Grec: Patienten im erwerbsfähigen Alter können hierzu eine unterstützende Rehabilitationsmaßnahme beantragen. In unserem Rehazentrum entwickeln wir gemeinsam mit jedem Patienten eine individuelle Mischung aus moderaten sportlichen Therapien und Entspannungsverfahren, um die persönliche Grenze zwischen förderlicher Aktivität und ungesunder Überforderung auszuloten. Dazu setzen wir auf das sogenannte Pacing. Das heißt schonend mit den eigenen Ressourcen umzugehen und zu erkennen, wo die eigenen Grenzen liegen. Es besteht immer die Gefahr, dass die Patienten sich zu viel zumuten und einen riesengroßen Rückschlag erleiden. Jeder muss daher seinen eigenen Belastungskorridor austesten.

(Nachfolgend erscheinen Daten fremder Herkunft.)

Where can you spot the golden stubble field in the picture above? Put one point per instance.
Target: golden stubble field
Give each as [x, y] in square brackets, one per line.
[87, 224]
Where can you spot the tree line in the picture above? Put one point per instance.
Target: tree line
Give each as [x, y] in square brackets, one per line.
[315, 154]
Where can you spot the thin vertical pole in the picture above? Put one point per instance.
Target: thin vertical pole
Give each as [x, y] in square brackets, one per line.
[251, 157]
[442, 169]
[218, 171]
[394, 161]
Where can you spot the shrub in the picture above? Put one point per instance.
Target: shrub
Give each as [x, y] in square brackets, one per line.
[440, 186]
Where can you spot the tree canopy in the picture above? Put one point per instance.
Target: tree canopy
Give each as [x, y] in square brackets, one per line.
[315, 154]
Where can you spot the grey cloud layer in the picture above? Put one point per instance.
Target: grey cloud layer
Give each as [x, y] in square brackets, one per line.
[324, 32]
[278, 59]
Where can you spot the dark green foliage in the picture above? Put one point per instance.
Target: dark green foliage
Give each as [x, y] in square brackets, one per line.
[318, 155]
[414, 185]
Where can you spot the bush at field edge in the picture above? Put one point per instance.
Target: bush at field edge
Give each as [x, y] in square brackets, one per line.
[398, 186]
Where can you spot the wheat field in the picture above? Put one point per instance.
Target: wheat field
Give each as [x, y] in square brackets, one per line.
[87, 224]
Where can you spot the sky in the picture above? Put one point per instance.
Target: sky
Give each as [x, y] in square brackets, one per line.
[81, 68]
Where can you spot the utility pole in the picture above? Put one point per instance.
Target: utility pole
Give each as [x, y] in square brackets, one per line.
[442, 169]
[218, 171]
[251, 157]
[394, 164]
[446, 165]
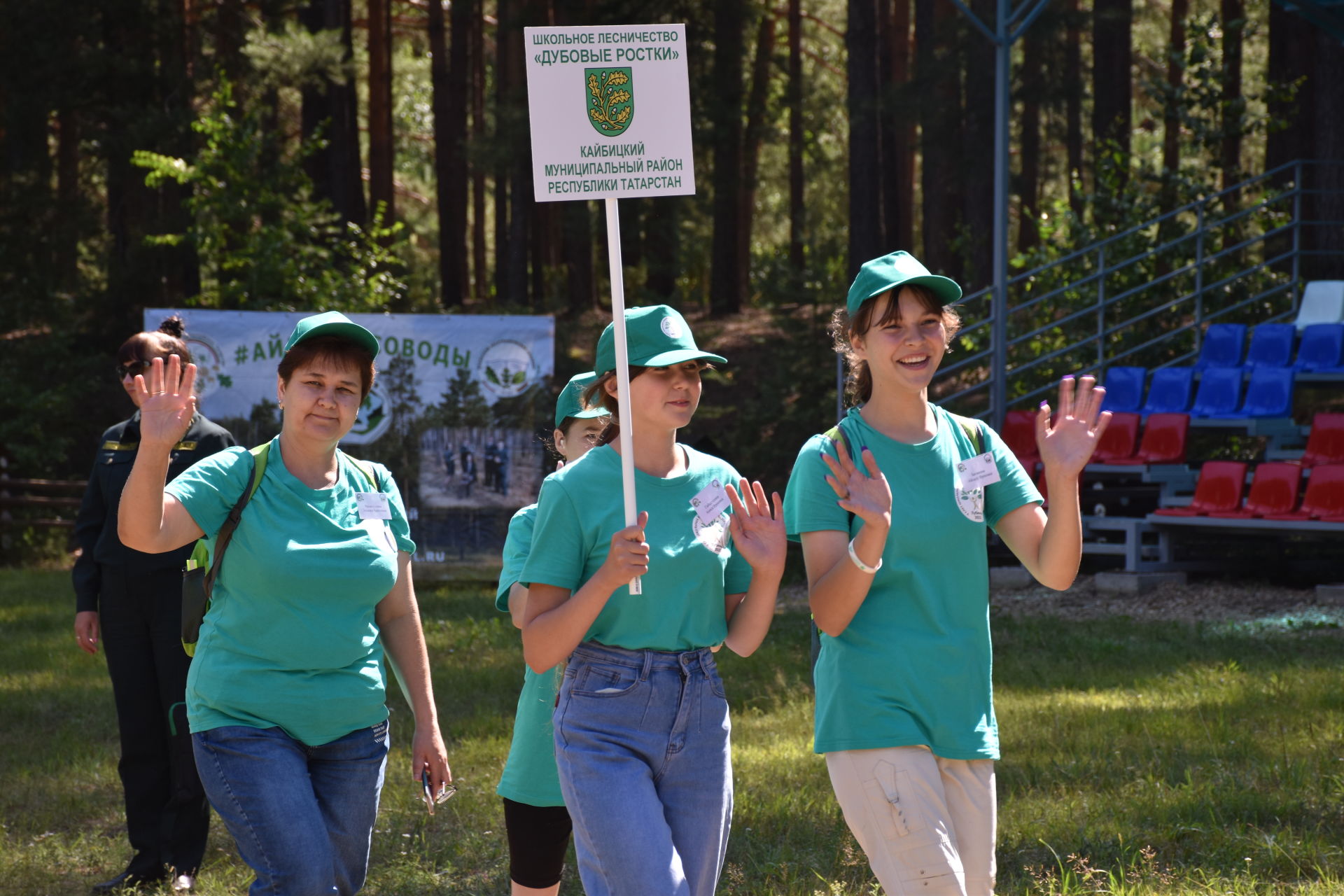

Grec: Der erste Schritt ist, Kontakt mit einem Arzt zu haben, der sich mit dieser Krankheit auskennt. Auch wenn es sehr schwerfällt müssen die Patientinnen und Patienten akzeptieren, dass sie weniger belastbar sind, denn Anstrengung kann ihre Symptome sogar verschlimmern. Besser ist es, sich zurückzuziehen, wenn man merkt, dass nichts mehr geht. Jeder muss seine eigenen Leistungsgrenzen neu ausrichten. Ein geregelter Tagesablauf mit festen Mahlzeiten und einer klaren Struktur wird von vielen als wohltuend empfunden. Hilfreich sind auf jeden Fall Entspannungsverfahren. Bewegung und Sport dagegen können die Beschwerden sogar verstärken.
Grec: Alle Patienten, die ich kenne, sind wieder gesund geworden. Und ich bin überzeugt, dass jedes CFS behandelbar ist. Es kann allerdings sehr lange dauern. Man darf keine Gesundung nach ein paar Monaten erwarten. Es gibt natürlich auch einige Einzelfälle, bei denen sich auch nach langer Behandlung, kein Erfolg einstellt.